Way back in 1978, I bought a “Forever” battery for my vehicle (from JCPenneys). My father laughed, saying there was no such battery.
He was right but then he was also wrong. The battery did go dead eventually, but JCPenney had made a promise to replace it - for free! - if it ever went dead or failed.
I had that vehicle up until the 1990s and every couple years a new battery for free.
OK, so it isn’t solar but it lasted “forever”.
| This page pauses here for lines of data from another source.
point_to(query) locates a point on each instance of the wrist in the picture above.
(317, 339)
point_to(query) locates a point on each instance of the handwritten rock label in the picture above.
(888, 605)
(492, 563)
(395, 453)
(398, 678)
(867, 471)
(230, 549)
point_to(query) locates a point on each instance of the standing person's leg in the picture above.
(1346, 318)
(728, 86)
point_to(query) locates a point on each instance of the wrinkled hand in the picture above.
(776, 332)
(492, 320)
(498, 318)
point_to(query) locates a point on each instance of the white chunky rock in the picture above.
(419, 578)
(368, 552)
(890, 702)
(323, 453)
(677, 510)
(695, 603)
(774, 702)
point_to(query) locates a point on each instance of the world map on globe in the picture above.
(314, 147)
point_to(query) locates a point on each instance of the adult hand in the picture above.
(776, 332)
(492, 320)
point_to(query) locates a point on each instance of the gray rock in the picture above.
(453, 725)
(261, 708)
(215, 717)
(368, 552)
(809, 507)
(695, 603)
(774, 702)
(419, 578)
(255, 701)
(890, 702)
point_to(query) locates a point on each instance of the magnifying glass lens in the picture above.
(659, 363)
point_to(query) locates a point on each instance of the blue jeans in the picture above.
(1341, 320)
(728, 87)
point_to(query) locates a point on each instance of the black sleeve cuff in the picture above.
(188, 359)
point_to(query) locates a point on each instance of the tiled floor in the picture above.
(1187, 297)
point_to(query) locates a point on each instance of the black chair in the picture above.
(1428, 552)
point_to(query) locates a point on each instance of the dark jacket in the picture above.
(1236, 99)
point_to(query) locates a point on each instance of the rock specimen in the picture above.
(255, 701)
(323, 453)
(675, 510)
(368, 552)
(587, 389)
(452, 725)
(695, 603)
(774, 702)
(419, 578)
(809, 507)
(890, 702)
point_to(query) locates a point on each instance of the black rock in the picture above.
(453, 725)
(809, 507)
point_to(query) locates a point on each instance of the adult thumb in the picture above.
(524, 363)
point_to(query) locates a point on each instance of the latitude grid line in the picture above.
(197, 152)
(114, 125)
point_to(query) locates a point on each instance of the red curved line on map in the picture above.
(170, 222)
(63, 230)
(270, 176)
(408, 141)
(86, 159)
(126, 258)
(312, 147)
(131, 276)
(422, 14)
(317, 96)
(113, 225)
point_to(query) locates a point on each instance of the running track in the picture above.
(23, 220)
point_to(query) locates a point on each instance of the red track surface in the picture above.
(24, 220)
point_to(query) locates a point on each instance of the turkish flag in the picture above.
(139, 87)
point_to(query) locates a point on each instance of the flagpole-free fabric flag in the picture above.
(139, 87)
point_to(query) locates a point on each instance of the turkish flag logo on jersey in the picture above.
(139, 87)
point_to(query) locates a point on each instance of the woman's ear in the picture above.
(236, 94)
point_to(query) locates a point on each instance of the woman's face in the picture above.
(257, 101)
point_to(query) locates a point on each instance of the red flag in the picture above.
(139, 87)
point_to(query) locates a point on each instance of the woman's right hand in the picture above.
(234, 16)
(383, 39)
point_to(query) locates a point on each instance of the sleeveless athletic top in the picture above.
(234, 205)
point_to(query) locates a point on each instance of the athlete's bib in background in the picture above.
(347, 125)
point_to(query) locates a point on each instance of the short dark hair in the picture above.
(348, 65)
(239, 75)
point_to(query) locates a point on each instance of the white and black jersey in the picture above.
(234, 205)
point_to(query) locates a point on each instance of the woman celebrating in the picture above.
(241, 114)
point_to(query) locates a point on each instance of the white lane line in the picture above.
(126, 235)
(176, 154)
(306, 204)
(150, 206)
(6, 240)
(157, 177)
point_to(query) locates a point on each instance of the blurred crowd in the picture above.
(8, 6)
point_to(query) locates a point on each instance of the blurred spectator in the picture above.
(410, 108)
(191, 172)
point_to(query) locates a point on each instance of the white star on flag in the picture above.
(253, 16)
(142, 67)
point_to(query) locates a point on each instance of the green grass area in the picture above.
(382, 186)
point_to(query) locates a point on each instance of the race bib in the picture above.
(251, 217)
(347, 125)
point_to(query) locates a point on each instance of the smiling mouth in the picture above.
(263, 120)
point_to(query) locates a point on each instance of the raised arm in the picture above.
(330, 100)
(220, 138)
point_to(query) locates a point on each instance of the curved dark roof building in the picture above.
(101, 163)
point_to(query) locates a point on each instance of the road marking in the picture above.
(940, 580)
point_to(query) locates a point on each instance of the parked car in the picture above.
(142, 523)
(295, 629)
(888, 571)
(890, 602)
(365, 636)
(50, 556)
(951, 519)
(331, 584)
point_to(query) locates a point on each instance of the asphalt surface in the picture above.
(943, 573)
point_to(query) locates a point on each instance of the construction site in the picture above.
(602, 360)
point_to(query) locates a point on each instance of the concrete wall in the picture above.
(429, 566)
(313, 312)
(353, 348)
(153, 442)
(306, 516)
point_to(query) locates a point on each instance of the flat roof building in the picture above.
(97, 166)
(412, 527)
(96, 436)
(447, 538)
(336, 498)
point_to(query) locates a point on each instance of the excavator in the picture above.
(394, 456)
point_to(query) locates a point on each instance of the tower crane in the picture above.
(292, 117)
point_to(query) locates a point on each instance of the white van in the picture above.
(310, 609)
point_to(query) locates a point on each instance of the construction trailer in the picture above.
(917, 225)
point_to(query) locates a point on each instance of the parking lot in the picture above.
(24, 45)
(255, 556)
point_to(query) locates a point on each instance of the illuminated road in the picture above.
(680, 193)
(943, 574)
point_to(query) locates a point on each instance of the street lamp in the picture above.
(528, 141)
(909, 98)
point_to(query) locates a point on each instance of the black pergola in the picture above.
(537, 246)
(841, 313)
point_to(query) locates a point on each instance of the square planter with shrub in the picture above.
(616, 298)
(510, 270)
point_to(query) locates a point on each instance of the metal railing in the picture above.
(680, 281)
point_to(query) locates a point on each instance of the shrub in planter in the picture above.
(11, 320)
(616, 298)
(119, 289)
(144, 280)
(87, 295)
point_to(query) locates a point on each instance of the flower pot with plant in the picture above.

Everlasting battery is a pipe dream like perpetual motion....a
something for nothing con game. Combining the solar collector
with a IC chip is an improvement in engineering and application
but not truly anything new. They will have a useful life, they will
have limits on how much power they can provide and they will
NOT be suitable for many applications. They are just another
niche product for a specialized market.
I bought the same type of battery from a Kragens store. Dead two years later, and they no longer sold them -plus they stated that there never should have been one sold for the ‘older’ car that I had. The manager was polite enough about it, and gave Me their longest lasting, most expensive battery as a replacement for free. Too much trouble to argue, so just took the replacement one.
http://www.sol-chip.com/product.asp
Voc: 0.75V, 1.5V,
2.25V, 3V,
4.5V, 9V
ISC(1) at full daylight: ---10 mAmp
Pmax at full daylight: ----4 mWatt
Pmax at office light(2): --up to 50 μWatt
(1) For the case of Voc=0.75v.
(2) Depends on light conditions
“A battery with infinite power.”
Obviously nothing has infinite power. They meant that it never needs to be recharged manually, because it picks up enough power from ambient light.
Even so, it won’t last forever, so it’s far from infinite.
All of the claims MUST be true.
“A battery with infinite power.”
That is all you have to read. This is obviously a hoax. No battery has infinite power.
If it had “infinite power,” it would last forever on one infinite charge.
So, does it take less energy to produce than they will ever produce?